Des jeunes ? Qui ça, ces jeunes ? D’où ça, ces jeunes ?

 
Ce Bussereau incarne idéalement l’impuissance hypocrite du système. Il a en effet ajouté : « Nous espérons que le ou les responsables de cet acte violent et gratuit seront rapidement identifiés et appréhendés afin de répondre de leurs actes devant la justice ». Or, le ou les responsables sont identifiés depuis longtemps. Depuis trois mois qu’ils commettent des « incivilités », non seulement le maire les connaît par cœur, mais les gendarmes ont relevé leur identité à sa demande.
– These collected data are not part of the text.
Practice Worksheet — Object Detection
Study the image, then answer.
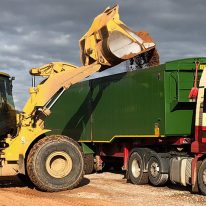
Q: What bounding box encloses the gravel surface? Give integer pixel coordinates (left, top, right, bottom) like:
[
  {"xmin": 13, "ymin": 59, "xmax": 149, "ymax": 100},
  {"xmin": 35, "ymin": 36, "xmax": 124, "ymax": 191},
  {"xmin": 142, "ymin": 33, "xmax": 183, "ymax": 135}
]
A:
[{"xmin": 0, "ymin": 172, "xmax": 206, "ymax": 206}]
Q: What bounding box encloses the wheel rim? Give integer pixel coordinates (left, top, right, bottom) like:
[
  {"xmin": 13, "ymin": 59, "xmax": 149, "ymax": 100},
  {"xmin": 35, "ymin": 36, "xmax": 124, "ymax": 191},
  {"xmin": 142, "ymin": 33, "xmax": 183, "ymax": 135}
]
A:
[
  {"xmin": 46, "ymin": 151, "xmax": 72, "ymax": 178},
  {"xmin": 150, "ymin": 161, "xmax": 160, "ymax": 177},
  {"xmin": 202, "ymin": 169, "xmax": 206, "ymax": 185},
  {"xmin": 131, "ymin": 159, "xmax": 141, "ymax": 178}
]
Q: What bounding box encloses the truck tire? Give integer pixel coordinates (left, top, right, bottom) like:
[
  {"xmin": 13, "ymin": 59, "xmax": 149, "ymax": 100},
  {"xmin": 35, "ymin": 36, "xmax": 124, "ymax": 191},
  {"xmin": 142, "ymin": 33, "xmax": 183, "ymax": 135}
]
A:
[
  {"xmin": 198, "ymin": 159, "xmax": 206, "ymax": 195},
  {"xmin": 26, "ymin": 135, "xmax": 84, "ymax": 192},
  {"xmin": 148, "ymin": 156, "xmax": 168, "ymax": 186},
  {"xmin": 84, "ymin": 154, "xmax": 94, "ymax": 174},
  {"xmin": 128, "ymin": 151, "xmax": 148, "ymax": 184}
]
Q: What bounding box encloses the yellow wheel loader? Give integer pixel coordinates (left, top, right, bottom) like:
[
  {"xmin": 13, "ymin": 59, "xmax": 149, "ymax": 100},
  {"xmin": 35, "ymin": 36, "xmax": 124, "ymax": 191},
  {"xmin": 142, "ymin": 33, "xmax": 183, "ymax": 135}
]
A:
[{"xmin": 0, "ymin": 5, "xmax": 159, "ymax": 191}]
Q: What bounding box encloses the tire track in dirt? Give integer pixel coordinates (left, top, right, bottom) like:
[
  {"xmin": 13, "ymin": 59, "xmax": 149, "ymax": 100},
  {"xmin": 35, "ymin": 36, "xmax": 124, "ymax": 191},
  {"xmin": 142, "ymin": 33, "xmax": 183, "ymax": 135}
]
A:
[{"xmin": 0, "ymin": 173, "xmax": 206, "ymax": 206}]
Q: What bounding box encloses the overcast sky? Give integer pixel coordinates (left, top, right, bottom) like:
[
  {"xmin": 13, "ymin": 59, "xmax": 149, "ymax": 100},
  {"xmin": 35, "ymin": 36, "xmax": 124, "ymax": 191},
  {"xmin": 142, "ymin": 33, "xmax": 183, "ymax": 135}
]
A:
[{"xmin": 0, "ymin": 0, "xmax": 205, "ymax": 109}]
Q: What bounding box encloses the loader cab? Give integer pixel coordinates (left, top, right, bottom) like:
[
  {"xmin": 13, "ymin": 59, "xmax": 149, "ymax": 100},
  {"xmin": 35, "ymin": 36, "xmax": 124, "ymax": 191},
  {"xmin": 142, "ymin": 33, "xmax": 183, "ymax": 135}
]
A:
[{"xmin": 0, "ymin": 73, "xmax": 16, "ymax": 137}]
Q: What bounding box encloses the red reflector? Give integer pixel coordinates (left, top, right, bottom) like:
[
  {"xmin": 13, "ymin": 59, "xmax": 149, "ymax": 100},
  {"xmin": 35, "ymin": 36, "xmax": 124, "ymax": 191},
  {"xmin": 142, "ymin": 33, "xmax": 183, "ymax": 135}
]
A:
[
  {"xmin": 189, "ymin": 87, "xmax": 198, "ymax": 99},
  {"xmin": 202, "ymin": 138, "xmax": 206, "ymax": 143}
]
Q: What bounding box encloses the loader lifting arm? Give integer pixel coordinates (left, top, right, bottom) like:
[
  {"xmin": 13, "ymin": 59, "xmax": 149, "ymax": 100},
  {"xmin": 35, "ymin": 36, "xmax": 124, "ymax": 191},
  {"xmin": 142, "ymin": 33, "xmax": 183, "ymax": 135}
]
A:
[
  {"xmin": 23, "ymin": 62, "xmax": 101, "ymax": 115},
  {"xmin": 22, "ymin": 4, "xmax": 159, "ymax": 126}
]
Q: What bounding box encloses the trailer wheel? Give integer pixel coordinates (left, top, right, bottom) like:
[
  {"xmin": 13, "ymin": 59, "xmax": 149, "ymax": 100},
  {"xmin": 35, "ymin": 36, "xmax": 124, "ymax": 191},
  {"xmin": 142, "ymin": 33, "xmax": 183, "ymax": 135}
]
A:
[
  {"xmin": 148, "ymin": 156, "xmax": 168, "ymax": 186},
  {"xmin": 26, "ymin": 135, "xmax": 84, "ymax": 192},
  {"xmin": 128, "ymin": 151, "xmax": 148, "ymax": 184},
  {"xmin": 84, "ymin": 154, "xmax": 94, "ymax": 174},
  {"xmin": 198, "ymin": 159, "xmax": 206, "ymax": 195}
]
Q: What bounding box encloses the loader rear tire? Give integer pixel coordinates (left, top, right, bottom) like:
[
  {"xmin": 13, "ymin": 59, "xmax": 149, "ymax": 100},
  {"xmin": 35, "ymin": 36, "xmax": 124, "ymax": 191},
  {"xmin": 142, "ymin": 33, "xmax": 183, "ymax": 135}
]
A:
[{"xmin": 26, "ymin": 135, "xmax": 84, "ymax": 192}]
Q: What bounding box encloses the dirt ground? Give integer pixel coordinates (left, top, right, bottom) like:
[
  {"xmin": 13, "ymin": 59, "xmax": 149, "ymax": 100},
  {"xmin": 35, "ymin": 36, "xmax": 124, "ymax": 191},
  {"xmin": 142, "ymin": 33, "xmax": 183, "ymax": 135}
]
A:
[{"xmin": 0, "ymin": 172, "xmax": 206, "ymax": 206}]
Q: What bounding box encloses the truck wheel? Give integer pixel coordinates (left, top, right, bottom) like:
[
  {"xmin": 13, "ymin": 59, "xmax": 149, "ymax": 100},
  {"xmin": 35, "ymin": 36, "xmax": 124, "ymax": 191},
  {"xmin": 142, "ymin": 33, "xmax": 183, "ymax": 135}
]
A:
[
  {"xmin": 84, "ymin": 154, "xmax": 94, "ymax": 174},
  {"xmin": 26, "ymin": 135, "xmax": 84, "ymax": 192},
  {"xmin": 198, "ymin": 159, "xmax": 206, "ymax": 195},
  {"xmin": 148, "ymin": 156, "xmax": 168, "ymax": 186},
  {"xmin": 128, "ymin": 151, "xmax": 148, "ymax": 184}
]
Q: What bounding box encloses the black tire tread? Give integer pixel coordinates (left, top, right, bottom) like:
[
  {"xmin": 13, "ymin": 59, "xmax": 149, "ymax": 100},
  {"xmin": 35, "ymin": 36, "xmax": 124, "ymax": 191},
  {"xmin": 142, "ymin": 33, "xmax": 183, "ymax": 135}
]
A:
[
  {"xmin": 148, "ymin": 157, "xmax": 168, "ymax": 186},
  {"xmin": 198, "ymin": 159, "xmax": 206, "ymax": 195},
  {"xmin": 128, "ymin": 151, "xmax": 148, "ymax": 185},
  {"xmin": 150, "ymin": 173, "xmax": 168, "ymax": 186}
]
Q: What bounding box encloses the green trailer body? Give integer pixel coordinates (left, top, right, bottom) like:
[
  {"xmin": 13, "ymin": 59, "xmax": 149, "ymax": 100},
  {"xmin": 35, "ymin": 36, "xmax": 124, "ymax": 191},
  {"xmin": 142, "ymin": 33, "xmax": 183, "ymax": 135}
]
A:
[{"xmin": 44, "ymin": 57, "xmax": 206, "ymax": 142}]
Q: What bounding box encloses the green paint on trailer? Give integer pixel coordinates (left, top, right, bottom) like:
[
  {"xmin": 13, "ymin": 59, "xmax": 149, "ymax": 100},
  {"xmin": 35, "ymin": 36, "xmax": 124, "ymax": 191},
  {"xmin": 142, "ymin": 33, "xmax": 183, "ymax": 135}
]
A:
[
  {"xmin": 44, "ymin": 57, "xmax": 206, "ymax": 142},
  {"xmin": 90, "ymin": 66, "xmax": 165, "ymax": 141},
  {"xmin": 81, "ymin": 143, "xmax": 94, "ymax": 154},
  {"xmin": 45, "ymin": 80, "xmax": 91, "ymax": 142}
]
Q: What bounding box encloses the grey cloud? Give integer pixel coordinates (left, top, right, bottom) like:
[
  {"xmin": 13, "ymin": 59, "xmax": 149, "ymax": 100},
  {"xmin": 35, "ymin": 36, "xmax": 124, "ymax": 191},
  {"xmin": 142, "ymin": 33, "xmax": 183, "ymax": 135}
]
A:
[{"xmin": 0, "ymin": 0, "xmax": 205, "ymax": 109}]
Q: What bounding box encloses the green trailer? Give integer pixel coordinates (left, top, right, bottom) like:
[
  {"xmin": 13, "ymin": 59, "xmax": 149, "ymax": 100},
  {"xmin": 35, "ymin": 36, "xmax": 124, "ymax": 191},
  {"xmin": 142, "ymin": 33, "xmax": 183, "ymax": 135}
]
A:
[
  {"xmin": 45, "ymin": 57, "xmax": 206, "ymax": 141},
  {"xmin": 43, "ymin": 57, "xmax": 206, "ymax": 194}
]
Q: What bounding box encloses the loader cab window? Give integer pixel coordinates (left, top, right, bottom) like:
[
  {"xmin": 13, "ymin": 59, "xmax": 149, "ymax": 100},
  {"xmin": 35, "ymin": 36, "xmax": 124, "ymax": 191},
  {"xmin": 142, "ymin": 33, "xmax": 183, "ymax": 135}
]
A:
[
  {"xmin": 5, "ymin": 78, "xmax": 12, "ymax": 96},
  {"xmin": 0, "ymin": 78, "xmax": 7, "ymax": 100},
  {"xmin": 0, "ymin": 76, "xmax": 15, "ymax": 108}
]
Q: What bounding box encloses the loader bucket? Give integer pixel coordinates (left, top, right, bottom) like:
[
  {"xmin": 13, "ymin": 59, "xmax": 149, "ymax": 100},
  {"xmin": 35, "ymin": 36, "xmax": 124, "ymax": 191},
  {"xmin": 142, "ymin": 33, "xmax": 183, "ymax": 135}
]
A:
[
  {"xmin": 108, "ymin": 30, "xmax": 143, "ymax": 59},
  {"xmin": 80, "ymin": 4, "xmax": 157, "ymax": 67}
]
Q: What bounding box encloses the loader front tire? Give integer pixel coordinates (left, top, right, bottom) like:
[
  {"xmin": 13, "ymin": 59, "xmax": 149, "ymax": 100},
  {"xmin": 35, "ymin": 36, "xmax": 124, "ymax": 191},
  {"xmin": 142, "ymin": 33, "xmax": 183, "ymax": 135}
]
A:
[{"xmin": 26, "ymin": 135, "xmax": 84, "ymax": 192}]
Ce qui est plus frappant encore, si l’on ose dire, c’est que, sur la dizaine d’articles consultés pour rédiger celui-ci, aucun ne précise l’origine ni la nature de ces jeunes : d’où viennent-ils, qui sont-ils ? Le lecteur ne le saura pas, et pourtant les gendarmes le savent, et, certains étant majeurs, rien ne s’oppose même à ce qu’on publie leurs noms.
 

L’histoire d’une France qui abdique son autorité

 
Il y a une peur de nommer les choses qui ressemble à celle des politiques d’exercer l’autorité, et qui lui est liée comme la cause à l’effet : la peur de tout un système devant la réalité. Quand le président de l’association des maires d’un département trouve ordinaire qu’un ou deux maires se fassent gifler chaque année, quand le maire d’une commune tolère qu’une douzaine de « jeunes » pourrissent la vie d’un bourg pendant trois mois, c’est qu’il n’y a plus d’autorité ni de bon sens dans le pays où ils vivent, et que ces jeunes inspirent une peur magique. C’est l’histoire d’un maire, c’est l’histoire de jeunes, c’est l’histoire d’une France qui s’abandonne à l’anomie post-moderne, une France à la Mad Max.